竹中半兵衛君といえば、ちょっと冷たい人というイメージがあった。実際に私に限らずクラスの皆は、彼が友
人と話していて爆笑する姿や、悪ふざけをしている歳相応の姿を見た事が無いから付き合いづらいという印象
を持っている人が大半だったと思う。いつも席で読書をしているか、気づけば保健室に行っていることも多か
った。私と違って彼には友達も居るし顔が綺麗だから女の子からは人気があるようだけれども、協調性は余り
ないと聞いている。それでも成績は優秀だった。だからこそ余計に近寄りがたい存在だった。どの道、私には
誰も彼もが無縁だと思っていたから、竹中君がどういう人なのかなんて、知る必要もなかった。私は卒業まで
一人で過ごすのだろうと、皆はそんな私を無視して過ごすのだろうなと諦めていた。だけど違った。竹中君は
違った。

「・・・あの時、ありがとう」

まだ顔を上げられなくて、足元の木目を見つめて言った。一緒に組もうと言ってくれたときに、咄嗟の事で出
なかった言葉をちゃんと伝えようと決めていた。異性となんて全く話をしたことがない私に優しく接してくれ
て、ペアになった日の翌日からは教室に入ると「おはよう」と声を掛けてくれるようになったこととか。彼に
してみれば当然の事なんだろうけれど、今までそんな事をされたことがない私はそれだけで勘違いをしてしま
いそうになった。
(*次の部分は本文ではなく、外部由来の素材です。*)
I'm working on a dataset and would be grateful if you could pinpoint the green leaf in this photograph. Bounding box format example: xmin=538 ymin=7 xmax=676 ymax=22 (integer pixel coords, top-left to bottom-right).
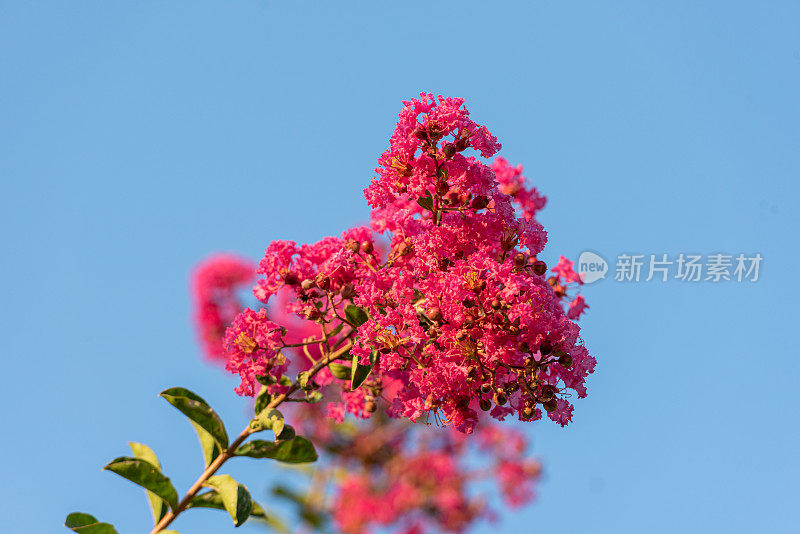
xmin=303 ymin=391 xmax=322 ymax=404
xmin=255 ymin=386 xmax=272 ymax=415
xmin=417 ymin=191 xmax=433 ymax=211
xmin=250 ymin=408 xmax=286 ymax=439
xmin=236 ymin=436 xmax=317 ymax=464
xmin=103 ymin=456 xmax=178 ymax=510
xmin=350 ymin=351 xmax=380 ymax=389
xmin=328 ymin=362 xmax=353 ymax=380
xmin=187 ymin=490 xmax=267 ymax=518
xmin=344 ymin=304 xmax=369 ymax=326
xmin=204 ymin=475 xmax=253 ymax=527
xmin=128 ymin=441 xmax=167 ymax=525
xmin=64 ymin=512 xmax=117 ymax=534
xmin=189 ymin=421 xmax=222 ymax=466
xmin=328 ymin=322 xmax=344 ymax=338
xmin=161 ymin=388 xmax=228 ymax=465
xmin=272 ymin=485 xmax=326 ymax=531
xmin=275 ymin=425 xmax=297 ymax=441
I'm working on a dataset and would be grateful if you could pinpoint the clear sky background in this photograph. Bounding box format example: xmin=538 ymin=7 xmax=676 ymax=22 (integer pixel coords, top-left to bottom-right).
xmin=0 ymin=0 xmax=800 ymax=534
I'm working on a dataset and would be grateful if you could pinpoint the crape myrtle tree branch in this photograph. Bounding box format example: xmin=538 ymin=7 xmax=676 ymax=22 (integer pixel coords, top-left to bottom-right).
xmin=66 ymin=93 xmax=595 ymax=534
嬉しく嬉しくて舞い上がってしまった。だけどそんな内心を隠して返した私の「おはよう」
の声は低くて愛想の欠片も無かった。それでも竹中君は微笑んでくれていた。新聞作りを終えてペアは解消に
なってしまったけれど、その後も「おはよう」とか、「また明日」とか、目が合うと薄く微笑んでくれたりも
して。地味で根暗な私にそんなことしたら惚れられちゃうよ、いいの?と思っていたら、もうとっくに手遅れ
だったことに気づいたのが確か三日前のこと。望みなんて最初からないのは分かっていたから、自分の内で終
わらせる事に決めたけれど。ともかく、たった一週間の出来事なのに自分の世界がガラリと変わってしまった
ような気がするのだ。それは良い変化だと思う。それもこれも竹中君のおかげだから、ありがとうと伝えたか
った。何にも返せない代わりに。
長い沈黙の後、夕日の差し込む教室に竹中君の声が静かに響いた。

「それで、君の中ではもう終わったことになるのかい?」
「・・・え?」
「多分、君の考えてることと僕の内心は同じだと思うんだけど」
「どういうこと?」
「僕が声をかけたのは、可哀想だからといった同情や憐れみからじゃない」

坦々と紡がれていく言葉が私の頭をめぐる。難しい言い方をする竹中君の顔はいつもと変わらず冷静に見える
けれど、よく見るとどこか緊張の色が見て取れた。その生真面目な瞳に私が映っているのが何だか申し訳なく
て視線を外そうとしたら、そっと、肩を掴んで引き寄せられた。